Total consolidated assets were also marginally lower, down from $8.56 billion to $8.44 billion.
However, retail deposits grew strongly, up by $294 million (6.05 per cent) to $5.16 billion. As with loan approvals, the bank saw a rise in retail deposits in the second half of the year, growing by $183 million in the six months to June, compared to $111 in the first half of the financial year.
Mr Lock said: “Our strategy is definitely to boost our loan volumes in coming years and grow the business as a whole, bearing in mind the need to meet our prudential regulatory requirements in terms of capital.
“Our success in achieving higher growth in the latter half of the year illustrates how well we can perform when we align our organisational efforts toward a key strategic goal. That positions us well to continue pursuing our growth agenda in future.”
The unaudited figures also show a 6.46 per cent increase in pre-tax profit, rising to $51.11 million from $48.01 million. After tax, profit came in at $36.14 million, up 7.53 per cent on the $33.61 million made in 2014/15.
Chairman Kerry Betros said that the bank will continue to invest in IT improvements to “better position Heritage for the demands of the digital world” and help it grow its loan book and overall business.
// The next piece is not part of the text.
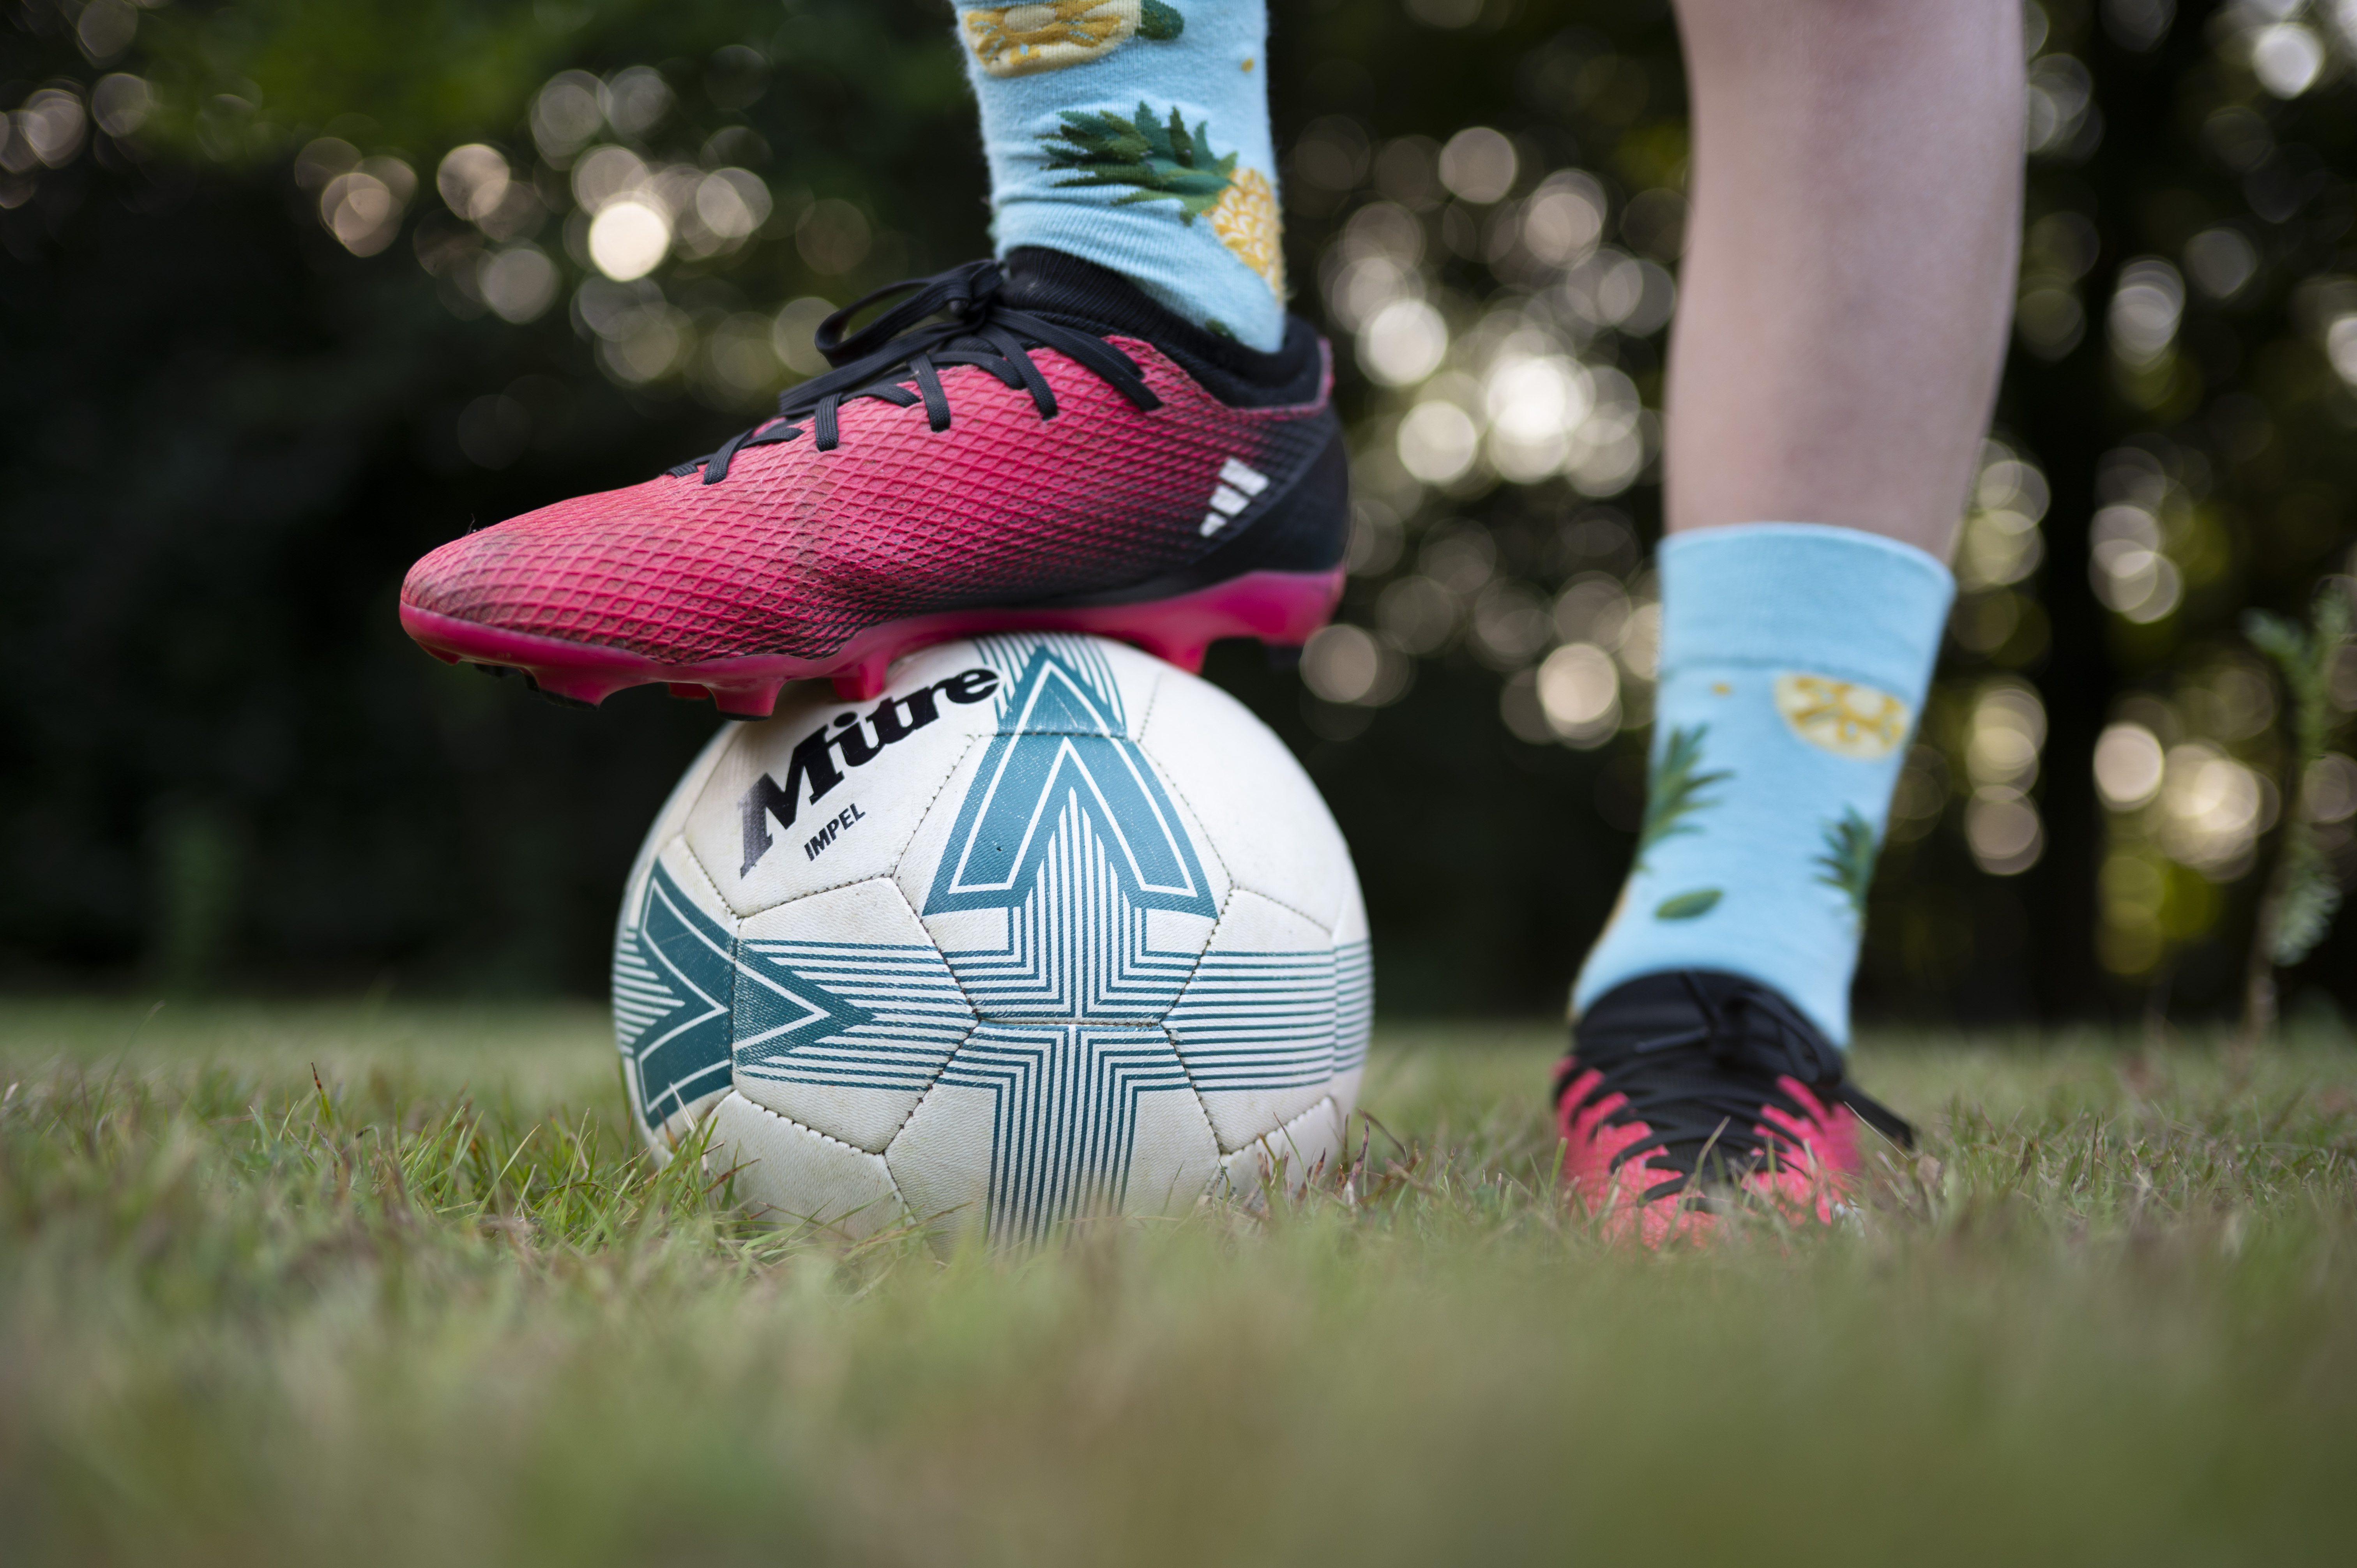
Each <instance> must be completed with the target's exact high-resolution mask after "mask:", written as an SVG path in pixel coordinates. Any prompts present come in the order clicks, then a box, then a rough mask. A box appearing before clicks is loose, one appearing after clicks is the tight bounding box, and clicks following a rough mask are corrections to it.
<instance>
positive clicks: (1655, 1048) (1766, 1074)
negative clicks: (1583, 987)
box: [1563, 974, 1914, 1203]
“Our new corporate vision is to be passionate about helping people, and our new corporate mission is to deliver a great customer experience every time,” he said.
“That’s what we’re all about and that’s where we’re different to the big banks, whose focus is to generate financial returns for their shareholders.”
According to independent analysis by research company CANSTAR, the bank’s customers were $50 million a year better off in 2015/16 through banking with Heritage rather than one of the big four banks.
“That’s a compelling demonstration of how banking with a customer-owned organisation provides tangible benefits for our customers”, said Mr Betros.
“Because we’re customer-owned, we’re different. Not only is our goal to give customers great value, but we invest heavily back into the community. That’s what mutuals are all about.”
Heritage’s capital adequacy ratio at 30 June 2016 was 13.95 per cent and its liquidity ratio was 15.94 per cent, while the bank’s mortgage loan arrears greater than 30 days was 0.30 per cent at 30 June 2016.